Monday, August 24, 2009

The Golden Girls in the Basement

I have a shocker for you.

A Wrinkle in Time was one of my favorite children's books.

Staggering, isn't it? Yesterday, I came across a quote from its author, Madeline L'Engel, that made me instantly wish I'd known her in real life. When asked if she'd seen the Disney movie version of her classic tale, she replied, "I've glimpsed it." When pressed with the question, "Did it meet expectations?" she said, "Oh, yes. I expected it to be bad, and it is."

The quote comes from a 2004 Newsweek article in which she discusses faith and the themes certain religious groups deemed offensive in A Wrinkle in Time. She was a plucky woman with controversial ideas and the age and courage to speak her mind. Her take on both Harry Potter and The DaVinci Code is worth the click alone.

I used to imagine Mrs. Who, Mrs. Whatsit and Mrs. Which were the Golden Girls of the Tesseract and how great it would be to score passage through the fifth dimension and a plate of warm cookies all at once. Now, I have my own version of these ladies:

Mrs.
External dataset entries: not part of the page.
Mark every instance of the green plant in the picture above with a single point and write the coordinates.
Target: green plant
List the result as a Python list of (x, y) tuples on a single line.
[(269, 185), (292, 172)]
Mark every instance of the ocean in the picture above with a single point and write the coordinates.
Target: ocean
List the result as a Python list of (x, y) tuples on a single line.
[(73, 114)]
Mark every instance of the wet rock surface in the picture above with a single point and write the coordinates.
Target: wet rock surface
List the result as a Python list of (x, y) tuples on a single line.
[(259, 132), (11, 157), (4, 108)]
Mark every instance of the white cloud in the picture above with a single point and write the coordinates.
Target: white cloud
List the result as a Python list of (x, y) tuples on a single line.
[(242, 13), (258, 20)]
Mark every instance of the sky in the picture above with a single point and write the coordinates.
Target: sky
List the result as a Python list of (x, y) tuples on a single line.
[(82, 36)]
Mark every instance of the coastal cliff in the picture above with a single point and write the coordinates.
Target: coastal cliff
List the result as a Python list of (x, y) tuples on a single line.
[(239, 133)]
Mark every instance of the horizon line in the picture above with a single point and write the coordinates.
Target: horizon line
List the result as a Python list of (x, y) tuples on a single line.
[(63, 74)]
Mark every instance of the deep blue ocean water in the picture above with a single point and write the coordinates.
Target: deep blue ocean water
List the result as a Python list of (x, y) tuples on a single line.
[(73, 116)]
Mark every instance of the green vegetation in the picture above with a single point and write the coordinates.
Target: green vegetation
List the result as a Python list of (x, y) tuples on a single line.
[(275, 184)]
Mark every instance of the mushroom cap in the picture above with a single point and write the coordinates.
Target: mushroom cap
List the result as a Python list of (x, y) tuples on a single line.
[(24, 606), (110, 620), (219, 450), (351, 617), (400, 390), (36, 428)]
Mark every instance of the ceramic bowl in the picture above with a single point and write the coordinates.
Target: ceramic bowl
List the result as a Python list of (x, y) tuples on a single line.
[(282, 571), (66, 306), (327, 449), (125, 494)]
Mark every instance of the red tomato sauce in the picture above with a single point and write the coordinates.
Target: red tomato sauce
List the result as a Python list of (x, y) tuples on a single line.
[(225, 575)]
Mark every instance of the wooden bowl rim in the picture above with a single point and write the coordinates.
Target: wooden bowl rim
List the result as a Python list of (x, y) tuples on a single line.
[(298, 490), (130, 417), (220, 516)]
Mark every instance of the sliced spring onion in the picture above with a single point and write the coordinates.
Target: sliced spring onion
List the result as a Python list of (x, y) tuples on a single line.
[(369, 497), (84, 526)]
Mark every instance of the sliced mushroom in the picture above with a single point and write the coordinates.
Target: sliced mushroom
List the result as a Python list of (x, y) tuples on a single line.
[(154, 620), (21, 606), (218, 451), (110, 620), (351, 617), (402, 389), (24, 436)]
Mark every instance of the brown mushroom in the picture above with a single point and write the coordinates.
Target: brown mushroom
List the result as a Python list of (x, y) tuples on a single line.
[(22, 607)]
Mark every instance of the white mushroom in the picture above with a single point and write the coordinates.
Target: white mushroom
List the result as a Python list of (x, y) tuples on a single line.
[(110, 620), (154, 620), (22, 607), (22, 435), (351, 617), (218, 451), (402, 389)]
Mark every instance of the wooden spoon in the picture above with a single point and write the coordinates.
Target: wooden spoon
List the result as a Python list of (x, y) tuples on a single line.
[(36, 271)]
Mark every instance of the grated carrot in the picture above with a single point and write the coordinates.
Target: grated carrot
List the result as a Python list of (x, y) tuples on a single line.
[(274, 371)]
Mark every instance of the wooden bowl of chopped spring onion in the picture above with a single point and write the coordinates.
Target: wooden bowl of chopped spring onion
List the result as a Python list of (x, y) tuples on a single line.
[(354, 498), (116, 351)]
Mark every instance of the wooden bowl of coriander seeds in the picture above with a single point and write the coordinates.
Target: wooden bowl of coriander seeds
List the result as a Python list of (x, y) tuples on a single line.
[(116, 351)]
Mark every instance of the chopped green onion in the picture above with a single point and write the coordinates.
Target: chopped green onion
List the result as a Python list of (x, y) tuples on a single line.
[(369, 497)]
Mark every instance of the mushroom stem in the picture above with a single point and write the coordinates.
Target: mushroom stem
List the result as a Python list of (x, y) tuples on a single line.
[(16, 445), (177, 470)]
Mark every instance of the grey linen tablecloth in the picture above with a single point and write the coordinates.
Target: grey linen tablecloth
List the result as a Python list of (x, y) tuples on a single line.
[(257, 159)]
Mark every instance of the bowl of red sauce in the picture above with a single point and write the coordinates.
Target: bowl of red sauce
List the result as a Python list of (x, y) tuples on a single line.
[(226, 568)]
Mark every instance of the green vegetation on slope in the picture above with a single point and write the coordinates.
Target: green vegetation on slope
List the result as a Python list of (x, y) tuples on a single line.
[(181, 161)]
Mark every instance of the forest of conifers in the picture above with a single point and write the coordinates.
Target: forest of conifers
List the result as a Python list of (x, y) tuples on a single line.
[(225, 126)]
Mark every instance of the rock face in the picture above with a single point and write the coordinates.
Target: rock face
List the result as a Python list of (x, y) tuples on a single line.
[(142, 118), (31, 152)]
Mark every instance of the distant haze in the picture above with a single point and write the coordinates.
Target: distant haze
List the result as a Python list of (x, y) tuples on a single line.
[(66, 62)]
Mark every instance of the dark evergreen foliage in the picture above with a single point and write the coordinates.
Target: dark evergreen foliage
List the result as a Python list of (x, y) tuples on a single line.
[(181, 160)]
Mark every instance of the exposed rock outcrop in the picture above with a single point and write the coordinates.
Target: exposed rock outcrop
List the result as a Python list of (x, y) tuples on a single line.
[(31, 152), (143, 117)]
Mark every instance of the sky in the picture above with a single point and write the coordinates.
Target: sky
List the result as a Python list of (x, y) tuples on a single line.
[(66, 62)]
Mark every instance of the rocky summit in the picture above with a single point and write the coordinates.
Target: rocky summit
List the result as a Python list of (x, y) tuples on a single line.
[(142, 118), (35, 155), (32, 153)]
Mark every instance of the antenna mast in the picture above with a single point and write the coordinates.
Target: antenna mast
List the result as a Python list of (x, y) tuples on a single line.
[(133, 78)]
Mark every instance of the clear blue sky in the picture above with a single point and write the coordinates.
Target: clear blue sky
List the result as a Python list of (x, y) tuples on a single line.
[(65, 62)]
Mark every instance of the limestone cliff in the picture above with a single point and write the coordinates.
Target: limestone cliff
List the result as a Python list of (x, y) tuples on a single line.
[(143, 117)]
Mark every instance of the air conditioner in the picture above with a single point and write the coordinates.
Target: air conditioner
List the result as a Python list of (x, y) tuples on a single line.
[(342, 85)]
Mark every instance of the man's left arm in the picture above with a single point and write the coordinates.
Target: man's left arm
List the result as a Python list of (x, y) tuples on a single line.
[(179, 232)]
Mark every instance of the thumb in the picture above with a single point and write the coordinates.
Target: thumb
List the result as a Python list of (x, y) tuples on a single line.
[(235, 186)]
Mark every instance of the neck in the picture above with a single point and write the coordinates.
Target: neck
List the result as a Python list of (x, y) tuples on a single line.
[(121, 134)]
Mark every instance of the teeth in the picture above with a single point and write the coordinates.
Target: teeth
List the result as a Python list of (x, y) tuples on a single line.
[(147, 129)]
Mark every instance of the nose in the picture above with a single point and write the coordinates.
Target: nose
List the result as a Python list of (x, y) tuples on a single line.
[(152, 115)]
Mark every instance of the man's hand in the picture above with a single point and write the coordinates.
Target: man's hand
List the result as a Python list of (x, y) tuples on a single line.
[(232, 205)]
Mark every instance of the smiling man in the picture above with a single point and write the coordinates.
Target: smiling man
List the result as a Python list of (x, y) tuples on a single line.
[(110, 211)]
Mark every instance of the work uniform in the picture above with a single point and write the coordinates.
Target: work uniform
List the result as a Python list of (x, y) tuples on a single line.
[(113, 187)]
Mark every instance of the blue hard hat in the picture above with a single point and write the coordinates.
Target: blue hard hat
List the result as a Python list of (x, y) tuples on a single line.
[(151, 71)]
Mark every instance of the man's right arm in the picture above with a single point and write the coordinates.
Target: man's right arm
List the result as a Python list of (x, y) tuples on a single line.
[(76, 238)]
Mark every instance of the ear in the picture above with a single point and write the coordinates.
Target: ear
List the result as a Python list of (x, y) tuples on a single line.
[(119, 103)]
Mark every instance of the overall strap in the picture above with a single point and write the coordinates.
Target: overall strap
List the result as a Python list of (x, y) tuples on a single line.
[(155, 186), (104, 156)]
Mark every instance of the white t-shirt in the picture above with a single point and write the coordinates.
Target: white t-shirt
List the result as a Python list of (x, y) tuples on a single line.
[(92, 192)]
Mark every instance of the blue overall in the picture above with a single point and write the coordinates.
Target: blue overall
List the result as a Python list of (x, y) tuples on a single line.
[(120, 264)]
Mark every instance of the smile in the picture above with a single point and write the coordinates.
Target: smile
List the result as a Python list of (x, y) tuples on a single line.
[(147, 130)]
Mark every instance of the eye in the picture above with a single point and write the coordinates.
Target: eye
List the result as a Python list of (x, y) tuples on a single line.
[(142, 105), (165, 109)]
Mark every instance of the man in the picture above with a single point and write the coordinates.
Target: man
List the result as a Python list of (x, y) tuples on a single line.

Who, who finds original expression difficult and often spouted foreign languages and Shakespeare, is the bespectacled portion of my fractured muse who is captivated by the blinking cursor. From her, I also hear my grandmother's voice in my head saying, "Das ist scheisse!"

Not only is Mrs. Which a nebulous entity during most of the novel, but she trips over herself in double letters. Ffamiliar? Mmost ddefinately, Mrs. Auto-Correct-Dependent-Muse.

Mrs. Whatsit is the most relatable of the three. She wraps herself in many layers, sacrifices a portion of herself to defeat The Black Thing, and transforms into a winged, centurion-type figure. Aside from the two billion year old thing-and the wings-she's the greatest portion of my muse trinity.

Madeline L'Engle was on a cross-country trek at the time she conceived A Wrinkle in Time. Not surprisingly, she was also reading a book on quantum physics. The manuscript was rejected twenty-six times because, in her words, "it was different."

The Golden Girls and I couldn't have asked for better inspiration.

What were your favorite childhood novels?


Charles Gramlich said...

The BLack Stallion books by Walter Farley, and the dog stories of Jim Kjelgaard.

the walking man said...

I read some of the Hardy Boys but they were my older brother's thing, I thought them kind of lame. I read a lot of newspapers because they were always around the house. I do remember mom steering me to Steinbeck pretty early on though.

Jen FitzGerald said...

I loved the Winnie the Pooh books well into elementary school, even to the point of memorizing and reciting one of the poems in fourth grade.

Any one remember Miss Suzy, the little gray squirrel who lives in an old oak tree until some toy soldiers come along and chase her away? (Written by Miriam Young, illustrated by Arnold Lobel) Love that story!

And I still have the books packed away...

I grew up with Dr. Seuss, but no titles stand out as faves.

I loved The Secret Garden, too, but I couldn't get into the story until I was probably in high school.

Great post, L.A.

Robin said...

When pressed with the question, "Did it meet expectations?" she said, "Oh, yes. I expected it to be bad, and it is."

That is brilliant!

My childhood favorites include The Velveteen Rabbit, Old Yeller, Nancy Drew, Little Women, and The Adventures of Huckleberry Finn.

L.A. Mitchell said...

@Charles - Staples of boyhood: stories of horses and dogs.

@walkingman - The Hardy Boys were lame. Even Nancy Drew wouldn't give them the time of day. I can see you being an old soul very young.

@Jen - Miss Suzy sounds familiar but I don't think I ever read them.

I also LOVED The Westing Game. I'm surprised I didn't turn out a mystery writer. I guess A Wrinkle in Time had a stronger pull.

@Robin - Awww...The Velveteen Rabbit. It's like a child's first Lifetime

laughingwolf said...

white fang; love me, love my dog; the time machine; and many more

and your granny's right: shit does come in all shapes/sizes :O lol

Barbara Martin said...

Black Beauty and National Velvet.

Madeline L'Engle is ahead of her time and still is, while the remainder of society stays in the stone age.